An orogeny is underway when mountains begin to grow in the collision zone. There are other modes of mountain formation and orogeny but certainly continental collision is one of the most important. Rainfall and snowfall increase on the mountains as these rise, perhaps at a rate of a few millimeters per year (at a growth rate of 1 mm/year, a 5,000 m tall mountain can form in 5 million years, a time period that is less than 10% of the life of a typical collision zone). River systems form, and glaciers may grow on the highest peaks. Erosion accelerates as the mountains rise, and great volumes of sediment are shed into the rivers, which carry sediment away from the mountains to be deposited in sedimentary basins in the surrounding lowlands. Crustal rocks are thrust faulted over the sediments and the mountain belt broadens as it rises in height. A crustal root also develops, as required by isostasy; mountains can be high if underlain by thicker crust. Crustal thickening may happen as a result of crustal shortening or when one crust overthrusts the other. Thickening is accompanied by heating, so the crust becomes weaker as it thickens. The lower crust begins to flow and collapse under the growing mountain mass, forming rifts near the crest of the mountain range. The lower crust may partially melt, forming anatectic granites which then rise into the overlying units, forming granite intrusions. Crustal thickening provides one of two negative feedbacks on mountain growth in collision zones, the other being erosion. The popular notion that erosion is responsible for destroying mountains is only half correct – viscous flow of weak lower mantle also reduces relief with time, especially once the collision is complete and the two continents are completely sutured. Convergence between the continents continues because the crust is still being pulled down by oceanic lithosphere sinking in the subduction zone to either side of the collision as well as beneath the impinging continent.

The pace of mountain building associated with the collision is measured by radiometric dating of igneous rocks or units that have been metamorphosed during the collision and by examining the record of sediments shed from the rising mountains into the surrounding basins. The pace of ancient convergence can be determined with paleomagnetic measurements, while the present rate of convergence can be measured with GPS.

== Far-field effects ==
The effects of the collision are felt far beyond the immediate site of collision and mountain-building.
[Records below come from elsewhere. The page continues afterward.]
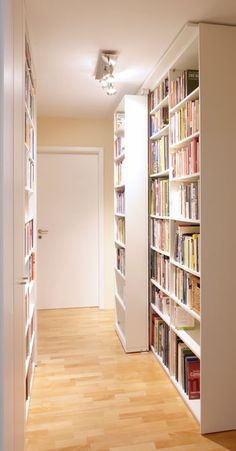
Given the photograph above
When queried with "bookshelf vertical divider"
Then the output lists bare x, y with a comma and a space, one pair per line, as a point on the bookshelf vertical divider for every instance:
192, 220
131, 222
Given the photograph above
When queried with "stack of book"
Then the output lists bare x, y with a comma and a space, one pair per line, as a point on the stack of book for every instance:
159, 234
119, 146
160, 338
120, 202
159, 155
160, 299
120, 173
120, 260
159, 120
120, 230
185, 122
159, 93
184, 161
183, 85
159, 197
160, 266
186, 369
187, 288
187, 246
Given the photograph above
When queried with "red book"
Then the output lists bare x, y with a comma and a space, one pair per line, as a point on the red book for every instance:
194, 379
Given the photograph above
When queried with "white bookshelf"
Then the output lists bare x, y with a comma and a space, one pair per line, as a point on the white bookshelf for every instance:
131, 282
205, 47
30, 238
As convergence between the two continents continues, the region of crustal thickening and elevation will become broader. If there is an oceanic free face, the adjacent crustal blocks may move towards it. As an example of this, the collision of India with Asia forced large regions of crust to move south to form modern Southeast Asia. Another example is the collision of Arabia with Asia, which is squeezing the Anatolian sub-plate (present day Turkey). As a result, Turkey is moving west and south into the Mediterranean Sea and away from the collision zone. These far-field effects may result in the formation of rifts, and rift valleys such as that occupied by Lake Baikal, the deepest lake on Earth.

== Fossil collision zones==

Continental collisions are a critical part of the supercontinent cycle and have happened many times in the past. Ancient collision zones are deeply eroded but may still be recognized because these mark sites of intense deformation, metamorphism, and plutonic activity that separate tracts of continental crust having different geologic histories prior to the collision. Old collision zones are commonly called "suture zones" by geologists, because this is where two previous continents are joined or sutured together.